LA TARDE

Fr. Nelson Medina, O.P.

Ya sé qué es lo que me atrae tanto de los paisajes de la tarde por estas tierras y sierras de Dios: la combinación de la suavidad de las nubes con la firmeza de las montañas.

Resulta que es la ternura la que envuelve a la fuerza, y es la grandeza la que se abaja y pliega. ¡Justicia de Dios y misericordia del Altísimo!

Me gusta también el humo que sale de las chimeneas y saluda con cariño a las nubes que a esa hora descienden en majestuoso silencio. Tiene su alegría ese humo, que, animoso y desenvuelto, saluda a la tarde entera y no tiene miedo de ser tan pequeño.

El aire está frío y el humo no sube mucho en su carrera. Se frena, como sintiendo el vértigo de la campiña sin fronteras. Imagino que, al mirar desde lo alto estos campos de mi Dios, ese humo comprende lo ridículo de nuestras cercas y barreras, y lo necio de esa pretensión de llamar nuestro a un rincón de un universo que nació sin vallados ni confines.

El humo, aunque no puede olerse a esa distancia, se sabe qué lleva en su olor.
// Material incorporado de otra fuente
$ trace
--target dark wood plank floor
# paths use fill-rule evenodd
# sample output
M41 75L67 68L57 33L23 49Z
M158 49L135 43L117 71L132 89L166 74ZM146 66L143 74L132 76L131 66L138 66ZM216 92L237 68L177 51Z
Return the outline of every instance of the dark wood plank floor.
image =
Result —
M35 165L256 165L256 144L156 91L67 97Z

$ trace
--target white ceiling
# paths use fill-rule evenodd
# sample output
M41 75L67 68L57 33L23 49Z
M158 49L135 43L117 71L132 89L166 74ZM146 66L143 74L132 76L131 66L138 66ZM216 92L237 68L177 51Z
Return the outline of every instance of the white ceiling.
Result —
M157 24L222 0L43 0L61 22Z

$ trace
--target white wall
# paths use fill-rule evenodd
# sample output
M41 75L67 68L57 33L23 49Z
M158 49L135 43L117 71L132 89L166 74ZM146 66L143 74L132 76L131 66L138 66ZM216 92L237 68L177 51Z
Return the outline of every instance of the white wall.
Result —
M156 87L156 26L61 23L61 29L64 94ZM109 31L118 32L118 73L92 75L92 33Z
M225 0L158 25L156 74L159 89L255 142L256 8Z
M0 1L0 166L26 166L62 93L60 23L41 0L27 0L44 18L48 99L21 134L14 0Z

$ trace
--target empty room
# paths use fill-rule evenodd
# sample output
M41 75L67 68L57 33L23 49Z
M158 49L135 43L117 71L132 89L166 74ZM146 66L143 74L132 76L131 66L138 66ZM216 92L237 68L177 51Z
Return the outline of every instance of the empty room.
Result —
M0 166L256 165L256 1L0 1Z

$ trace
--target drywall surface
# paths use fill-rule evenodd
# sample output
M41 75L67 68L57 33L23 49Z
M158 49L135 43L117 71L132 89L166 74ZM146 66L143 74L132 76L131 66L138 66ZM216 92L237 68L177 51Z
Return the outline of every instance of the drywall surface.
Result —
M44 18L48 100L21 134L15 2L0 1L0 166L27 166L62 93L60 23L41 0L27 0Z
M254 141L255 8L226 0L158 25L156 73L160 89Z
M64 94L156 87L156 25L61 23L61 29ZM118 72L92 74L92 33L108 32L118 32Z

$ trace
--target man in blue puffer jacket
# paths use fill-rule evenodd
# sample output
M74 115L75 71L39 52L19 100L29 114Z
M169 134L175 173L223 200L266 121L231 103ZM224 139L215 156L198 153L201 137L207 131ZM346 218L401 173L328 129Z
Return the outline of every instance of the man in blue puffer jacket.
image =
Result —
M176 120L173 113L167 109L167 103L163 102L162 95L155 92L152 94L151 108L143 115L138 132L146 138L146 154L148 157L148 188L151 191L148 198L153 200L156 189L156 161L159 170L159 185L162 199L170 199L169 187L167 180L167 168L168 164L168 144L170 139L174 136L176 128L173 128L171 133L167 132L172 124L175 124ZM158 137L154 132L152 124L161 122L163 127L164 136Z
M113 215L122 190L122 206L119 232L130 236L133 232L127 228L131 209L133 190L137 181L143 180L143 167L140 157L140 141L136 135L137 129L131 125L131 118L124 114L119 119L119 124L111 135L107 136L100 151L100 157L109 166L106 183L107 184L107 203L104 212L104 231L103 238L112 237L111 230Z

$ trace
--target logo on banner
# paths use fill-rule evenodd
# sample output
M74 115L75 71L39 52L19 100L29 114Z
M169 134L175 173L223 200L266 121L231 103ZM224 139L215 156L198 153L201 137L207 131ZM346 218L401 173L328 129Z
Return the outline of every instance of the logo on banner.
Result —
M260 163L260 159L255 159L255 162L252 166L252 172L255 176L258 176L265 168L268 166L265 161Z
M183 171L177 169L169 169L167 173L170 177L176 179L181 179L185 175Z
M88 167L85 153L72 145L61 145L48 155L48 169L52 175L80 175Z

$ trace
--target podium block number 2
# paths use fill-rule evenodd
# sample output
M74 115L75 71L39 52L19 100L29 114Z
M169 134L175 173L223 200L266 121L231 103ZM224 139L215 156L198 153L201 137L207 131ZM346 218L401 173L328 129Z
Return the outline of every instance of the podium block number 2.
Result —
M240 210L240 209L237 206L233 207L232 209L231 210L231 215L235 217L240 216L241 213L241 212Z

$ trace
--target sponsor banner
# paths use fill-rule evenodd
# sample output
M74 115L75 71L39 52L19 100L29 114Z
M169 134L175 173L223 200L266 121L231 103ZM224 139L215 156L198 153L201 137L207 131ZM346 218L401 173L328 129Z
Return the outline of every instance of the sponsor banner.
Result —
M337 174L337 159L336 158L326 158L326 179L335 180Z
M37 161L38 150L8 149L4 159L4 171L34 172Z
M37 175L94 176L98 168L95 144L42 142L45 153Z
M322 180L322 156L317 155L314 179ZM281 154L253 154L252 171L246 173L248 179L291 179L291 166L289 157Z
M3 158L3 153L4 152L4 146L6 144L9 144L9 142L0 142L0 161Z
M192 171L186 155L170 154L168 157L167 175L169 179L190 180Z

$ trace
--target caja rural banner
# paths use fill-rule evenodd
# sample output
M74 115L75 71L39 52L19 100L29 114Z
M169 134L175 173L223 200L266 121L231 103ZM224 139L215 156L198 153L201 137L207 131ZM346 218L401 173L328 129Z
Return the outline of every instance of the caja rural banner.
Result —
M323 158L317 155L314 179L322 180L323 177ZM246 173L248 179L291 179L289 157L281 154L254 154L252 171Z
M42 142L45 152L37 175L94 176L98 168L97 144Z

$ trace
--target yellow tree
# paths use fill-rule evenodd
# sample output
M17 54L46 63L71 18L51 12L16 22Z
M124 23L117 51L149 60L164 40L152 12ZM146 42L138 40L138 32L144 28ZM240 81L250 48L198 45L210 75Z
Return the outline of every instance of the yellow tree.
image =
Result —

Es el fogón de la humilde casa, es el hogar que recoge las cuitas y risas, los dolores y angustias del campesino fatigado, del muchacho imberbe, de la niña que tiene mil preguntas sin nombre... Ese humo huele a historia humana, huele a caldo de dudas y postre de amores, huele a esperanza y canto.

El humo, pues, sube como incienso; las vísperas del cosmos han empezado, y allí estamos nosotros como sacerdotes de un mundo que sólo tiene nuestras voces para alabar a su Creador.

La nube baja al encuentro del humo. La nube es blanca, y el humo gris. La nube es cielo que llega a la tierra; el humo es tierra que quiere ser cielo. En algún punto se encuentran, y el cielo bautiza a la tierra, y la tierra se viste de cielo.

La nube está hecha de sueños, y el humo de hechos. ¡Oh Dios! ¿Dónde se abrazan los hechos y los sueños? ¿Quién nos enseñará esa danza en que hechos y sueños recogen el ritmo de tus horas, Señor?

Mientras aquella danza nos roba el aliento y atrapa el pensamiento, otra agua tiene su propia canción.

Porque la danza de la nube y el humo sucede en el silencio de las estrellas que asoman por turnos. Le hace falta una canción. Y esa es la que brota de los peñascos atrevidos y de las breñas imposibles.

Uno sabe que esa agua está ahí, pero es todo un acontecimiento ver cómo estalla su blancura y se arroja, casi altanera, dispuesta a sufrirlo todo, a darlo todo, a cambiarlo todo.

Las gotas de la vanguardia, en ese ejército blanquísimo, golpean con fuerza a las rocas del camino. Y se rompen en mil gotitas, que ya no son agua sino pura luz. Y al romperse mueren y al brillar resucitan. Son una pascua en la montaña. Pagan con su muerte su camino en el collado, y encuentran su sendero no para sí mismas sino para las gotas que les siguen.

Y me admira que todo ello sucede sin poeta que lo cante, sin ojos que lo contemplen y sin boca que sepa bien agradecerlo a su Autor. ¡Oh! ¡Qué cartas de amor nos ha escrito este Autor! ¡Y qué poco se las hemos leído!

Voy a llamar feliz a quien sepa leer el lenguaje de Dios, y voy a llamar santo a quien pueda bien predicarlo.